CHADS2, CHA2DS2-VASc, and R2CHADS2 scores were associated with TE risk. The CHA2DS2-VASc score differentiated TE risk in the low-risk strata based on CHADS2 and R2CHADS2 scores and may be superior in the subgroup with AF recurrences.
房颤导管消融术后血栓栓塞事件(TEs)的预测价值的相关数据有限。我们的目标是在一个大型的房颤导管消融当代队列中报告房颤消融后 TEs 的发生率,并探讨肾功能障碍的影响和卒中风险分层评分(CHADS2、CHA2DS2-VASc 和 R2CHADS2)对房颤消融后 TE 预测的价值。
我们使用莱比锡心脏中心房颤消融登记处,记录了接受射频房颤导管消融的患者的 TEs。TE 定义为卒中、短暂性脑缺血发作或系统性栓塞。研究人群(N=2069;66%为男性;60±10 岁;62%为阵发性房颤;平均 CHADS2 为 1.2±0.9;CHA2DS2-VASc 为 2.1±1.4;R2CHADS2 为 1.3±1.1)中位随访 18 个月(Q1-Q3,12-29)(即 3078 患者年)。总的来说,发生了 31 例 TEs,其中 16 例发生在消融术后 30 天内,15 例 TEs(0.72%)在随访期间发生。多变量分析显示,CHADS2(P<0.001)、R2CHADS2(P<0.001)和 CHA2DS2-VASc(P=0.003)评分是随访期间 TEs 的独立预测因素,房颤复发有增加 TE 风险的趋势但无统计学意义(P=0.071-0.094)。
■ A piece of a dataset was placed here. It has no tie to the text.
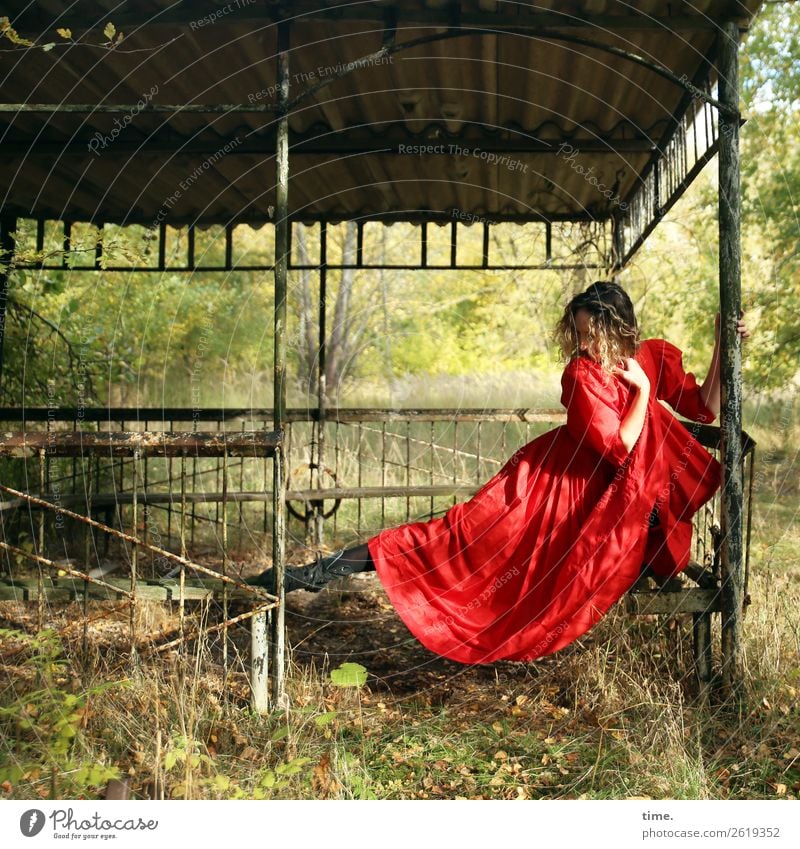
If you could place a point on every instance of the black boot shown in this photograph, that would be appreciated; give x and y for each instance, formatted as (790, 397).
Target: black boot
(314, 576)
CHA2DS2-VASc 评分进一步区分了 CHADS2 和 R2CHADS2 0 至 1 患者的 TE 风险(如果 CHA2DS2-VASc 为 0-1,则风险为 0.13%;如果 CHA2DS2-VASc 为>2,则风险为 0.71%),在房颤复发患者中具有最佳预测价值(c 指数 0.894,P=0.022 与 CHADS2,P=0.031 与 R2CHADS2)。
CHADS2、CHA2DS2-VASc 和 R2CHADS2 评分与 TE 风险相关。CHA2DS2-VASc 评分在基于 CHADS2 和 R2CHADS2 评分的低危分层中区分了 TE 风险,在房颤复发的亚组中可能更具优势。